Liverpool Mercury, May 13th, 1892

Brutal stabbing outrages in Liverpool

Two cases of stabbing and assault, very similar in character to those perpetrated by the notorious "High-rip Gang" are now being investigated by the police.

Early on Wednesday morning John SAUNDERS of Adelaide St, Everton, was walking home along Scotland Rd, when several roughs demanded money from him. He told them he had no money, whereupon they knocked him down, kicked him severely, and, it is alleged, one of them stabbed him in the chest. All the men ran away, leaving SAUNDERS lying helpless and bleeding on the ground. Subsequently he was conveyed to the Stanley Hospital, and later removed home, where he now lies under the care of Dr BAXTER in a very weak condition. The second case is that of Richard MERVIN, of Melbourne St, Everton, who was walking up Silvester St at 10pm on Wednesday when he was similarly accosted and on refusing to give money was knocked down kicked, and stabbed in the left side. It is thought both assaults were perpetrated by the same gang, and the police are actively engaged in investigating the matter.


Liverpool Echo

July 4th 1892

Forgery at Bootle

Today before Alderman WEBSTER and Mr W. MATHESON Justices at Bootle Police Court, James DILL, ship's steward was charged with stealing money by means of a trick. Chief Con CUMMINGS, said, the prisoner lodged at a boarding house kept by Mr MC KENZIE and borrowed several small sums of money from the landlady, amounting in all to 14s-6d. As security he gave a bogus bill amounting to 6 payable by Messers GIBSON Ship owners, MC KENZIE presented the bill to Messers GIBSON who informed him the bill was a forgery. Prisoner admitted purchasing the bill from a man for 5s, he was obviously unaware of the seriousness of the offence, as this was his first offence he was fined 40s and costs or 1mths prison.

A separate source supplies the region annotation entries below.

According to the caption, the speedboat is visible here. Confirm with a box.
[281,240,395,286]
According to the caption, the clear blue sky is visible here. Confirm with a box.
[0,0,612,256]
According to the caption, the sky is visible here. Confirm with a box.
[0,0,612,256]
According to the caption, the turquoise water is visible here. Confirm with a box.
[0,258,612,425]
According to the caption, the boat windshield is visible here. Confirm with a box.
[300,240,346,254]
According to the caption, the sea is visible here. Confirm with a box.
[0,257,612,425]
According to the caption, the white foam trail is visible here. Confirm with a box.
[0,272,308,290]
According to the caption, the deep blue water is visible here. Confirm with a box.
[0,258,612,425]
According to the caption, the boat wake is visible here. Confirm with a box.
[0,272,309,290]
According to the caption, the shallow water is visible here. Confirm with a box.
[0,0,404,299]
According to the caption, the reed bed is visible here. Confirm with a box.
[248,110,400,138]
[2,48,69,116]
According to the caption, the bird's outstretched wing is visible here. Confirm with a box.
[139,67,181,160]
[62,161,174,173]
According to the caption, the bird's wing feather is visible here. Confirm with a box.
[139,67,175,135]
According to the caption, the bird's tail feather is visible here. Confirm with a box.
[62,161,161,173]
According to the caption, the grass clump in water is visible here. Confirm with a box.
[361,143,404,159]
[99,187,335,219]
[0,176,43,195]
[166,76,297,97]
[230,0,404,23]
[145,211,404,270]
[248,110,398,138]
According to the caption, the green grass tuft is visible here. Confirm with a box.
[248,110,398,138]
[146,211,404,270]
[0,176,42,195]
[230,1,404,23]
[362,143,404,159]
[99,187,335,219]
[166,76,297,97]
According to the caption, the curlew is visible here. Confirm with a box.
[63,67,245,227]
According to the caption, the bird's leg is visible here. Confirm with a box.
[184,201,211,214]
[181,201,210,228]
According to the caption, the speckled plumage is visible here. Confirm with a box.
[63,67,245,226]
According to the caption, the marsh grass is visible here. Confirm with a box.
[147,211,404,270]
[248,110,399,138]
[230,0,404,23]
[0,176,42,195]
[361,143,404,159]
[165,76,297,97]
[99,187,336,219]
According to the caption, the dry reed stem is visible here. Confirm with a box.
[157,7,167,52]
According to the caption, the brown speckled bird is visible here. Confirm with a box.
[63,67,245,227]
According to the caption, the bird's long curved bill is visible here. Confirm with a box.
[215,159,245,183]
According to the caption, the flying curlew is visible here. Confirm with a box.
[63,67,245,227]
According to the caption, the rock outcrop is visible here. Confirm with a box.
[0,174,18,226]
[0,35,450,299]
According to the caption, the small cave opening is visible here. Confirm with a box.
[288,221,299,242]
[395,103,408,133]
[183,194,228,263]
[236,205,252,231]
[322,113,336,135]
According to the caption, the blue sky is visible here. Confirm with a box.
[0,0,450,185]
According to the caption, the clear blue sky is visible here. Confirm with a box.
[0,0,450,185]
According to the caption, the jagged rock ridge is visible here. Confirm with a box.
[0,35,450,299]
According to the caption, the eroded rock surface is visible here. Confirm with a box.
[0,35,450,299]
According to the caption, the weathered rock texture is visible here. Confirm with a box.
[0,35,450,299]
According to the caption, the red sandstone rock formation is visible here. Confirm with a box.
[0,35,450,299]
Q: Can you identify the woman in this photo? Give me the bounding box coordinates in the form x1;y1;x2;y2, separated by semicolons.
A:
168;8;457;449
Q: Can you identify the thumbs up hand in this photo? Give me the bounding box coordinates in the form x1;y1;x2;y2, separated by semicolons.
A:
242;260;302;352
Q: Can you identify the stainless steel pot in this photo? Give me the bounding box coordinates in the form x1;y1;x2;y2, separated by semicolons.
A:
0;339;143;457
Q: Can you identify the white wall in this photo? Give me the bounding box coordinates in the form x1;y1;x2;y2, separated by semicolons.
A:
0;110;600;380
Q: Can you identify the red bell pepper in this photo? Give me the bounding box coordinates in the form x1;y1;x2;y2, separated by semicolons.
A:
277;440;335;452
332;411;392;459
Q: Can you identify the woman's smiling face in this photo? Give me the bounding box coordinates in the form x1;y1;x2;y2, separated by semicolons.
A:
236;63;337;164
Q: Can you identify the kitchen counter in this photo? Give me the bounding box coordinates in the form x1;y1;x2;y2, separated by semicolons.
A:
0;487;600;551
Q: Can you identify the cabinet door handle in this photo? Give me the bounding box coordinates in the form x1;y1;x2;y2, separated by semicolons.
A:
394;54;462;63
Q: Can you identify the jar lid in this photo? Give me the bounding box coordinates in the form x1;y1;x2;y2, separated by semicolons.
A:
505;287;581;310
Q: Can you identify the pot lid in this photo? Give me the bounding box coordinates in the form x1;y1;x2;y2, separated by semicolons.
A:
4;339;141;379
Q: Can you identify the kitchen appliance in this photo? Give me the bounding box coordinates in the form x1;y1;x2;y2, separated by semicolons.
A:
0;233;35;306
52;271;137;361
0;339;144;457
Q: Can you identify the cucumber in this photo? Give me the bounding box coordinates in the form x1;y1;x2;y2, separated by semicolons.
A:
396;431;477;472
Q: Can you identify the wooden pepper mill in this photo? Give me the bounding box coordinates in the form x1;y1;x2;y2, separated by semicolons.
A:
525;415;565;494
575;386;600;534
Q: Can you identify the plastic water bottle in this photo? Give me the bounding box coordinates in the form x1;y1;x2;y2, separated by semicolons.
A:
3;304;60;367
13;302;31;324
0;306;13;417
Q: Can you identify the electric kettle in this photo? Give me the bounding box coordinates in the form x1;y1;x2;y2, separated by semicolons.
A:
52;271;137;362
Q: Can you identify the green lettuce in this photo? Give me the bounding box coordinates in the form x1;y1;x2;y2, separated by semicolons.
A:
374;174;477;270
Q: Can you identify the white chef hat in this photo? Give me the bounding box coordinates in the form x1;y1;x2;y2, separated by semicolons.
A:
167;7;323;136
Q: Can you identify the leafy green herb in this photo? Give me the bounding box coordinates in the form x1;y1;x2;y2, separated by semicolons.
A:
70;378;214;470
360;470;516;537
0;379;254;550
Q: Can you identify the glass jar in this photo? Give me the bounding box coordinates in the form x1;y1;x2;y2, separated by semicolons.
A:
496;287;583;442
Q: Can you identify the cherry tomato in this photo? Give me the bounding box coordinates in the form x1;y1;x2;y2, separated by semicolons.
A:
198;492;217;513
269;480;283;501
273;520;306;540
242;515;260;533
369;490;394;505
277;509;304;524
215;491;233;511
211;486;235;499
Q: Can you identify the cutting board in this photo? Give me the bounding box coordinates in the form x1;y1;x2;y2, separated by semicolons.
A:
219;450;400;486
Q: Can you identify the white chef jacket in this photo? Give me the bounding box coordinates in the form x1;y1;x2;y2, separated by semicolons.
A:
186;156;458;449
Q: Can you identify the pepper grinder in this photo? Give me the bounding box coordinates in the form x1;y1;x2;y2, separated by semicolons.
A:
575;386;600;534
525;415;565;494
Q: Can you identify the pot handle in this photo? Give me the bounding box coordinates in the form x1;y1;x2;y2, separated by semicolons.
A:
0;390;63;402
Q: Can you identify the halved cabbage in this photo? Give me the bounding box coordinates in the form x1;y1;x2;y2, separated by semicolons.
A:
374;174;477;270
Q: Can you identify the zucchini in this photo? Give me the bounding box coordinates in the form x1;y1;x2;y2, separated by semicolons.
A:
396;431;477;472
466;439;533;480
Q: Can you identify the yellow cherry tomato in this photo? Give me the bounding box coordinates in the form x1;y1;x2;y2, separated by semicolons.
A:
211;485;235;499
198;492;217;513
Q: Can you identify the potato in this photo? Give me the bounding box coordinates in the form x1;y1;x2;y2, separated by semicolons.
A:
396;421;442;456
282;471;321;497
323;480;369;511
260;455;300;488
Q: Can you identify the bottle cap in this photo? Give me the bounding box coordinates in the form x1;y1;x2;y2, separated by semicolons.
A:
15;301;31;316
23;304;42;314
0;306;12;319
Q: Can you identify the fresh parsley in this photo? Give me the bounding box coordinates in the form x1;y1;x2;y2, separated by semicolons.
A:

Missile throwing at trains

Warning to parents

Today before Mr Donald KENNEDY and Col WALKER at the City Police Courts, Herbert CROWTHER, aged 9, George PEARSONS, aged 12, Henry CLARE, aged 11 and John CLARE, aged 9 appeared to summonses for throwing missiles into the Edge Hill cuttings of the London and North Western Railway.

Railway Det GOOD gave evidence that on Wednesday 15th inst while travelling on a train between Edge Hill and Lime St he heard a rumbling noise on top of the carriage, on looking up he saw some boys throwing bricks from Vine St. On reaching Lime St he obtained assistance from another officer and went to Vine St where he saw the defendants on a wall 8ft high over looking the cutting which was 70 to 80ft deep. The engine driver found the engine dented.

Mr J. FENNAH Solicitor for the company said this was a dangerous occurrence and the boys should be punished as a warning to others. The magistrates thought the boys too young to be whipped and imposed fines of 10s each and recommended the parents punish the lads judiciously.


July 5th 1892

Serious assault at the North End

Yesterday the deposition of John WILLIAMS, publican, 140 Great Howard St was taken by Col WALKER, WILLIAMS was thought to be in a dying condition and as James O'KEEFE a ginger beer dealer in the same street was thought to be implicated in causing the injuries to WILLIAMS it was necessary for a magistrate to take the latter's statement under oath.

It appears at 1am on Saturday WILLIAMS entered O'KEEFE'S shop and called for a bottle of ginger beer, as it was after hours O'KEEFE refused to serve him. WILLIAMS went away, but, returned later and it is alleged struck O'KEEFE and kicked him. O'KEEFE hit WILLIAMS with a brush he was using to clean the shop, a serious injury was done by the blow and WILLIAMS was taken to the Northern Hospital, but he afterwards went home. On Saturday O'KEEFE was brought to Dale St Police court and remanded till today. Yesterday hospital surgeons advised that WILLIAM'S deposition be taken and this was done by Mr SAVAGE [Asst Magistrates clerk] and Insp MC CONKIE.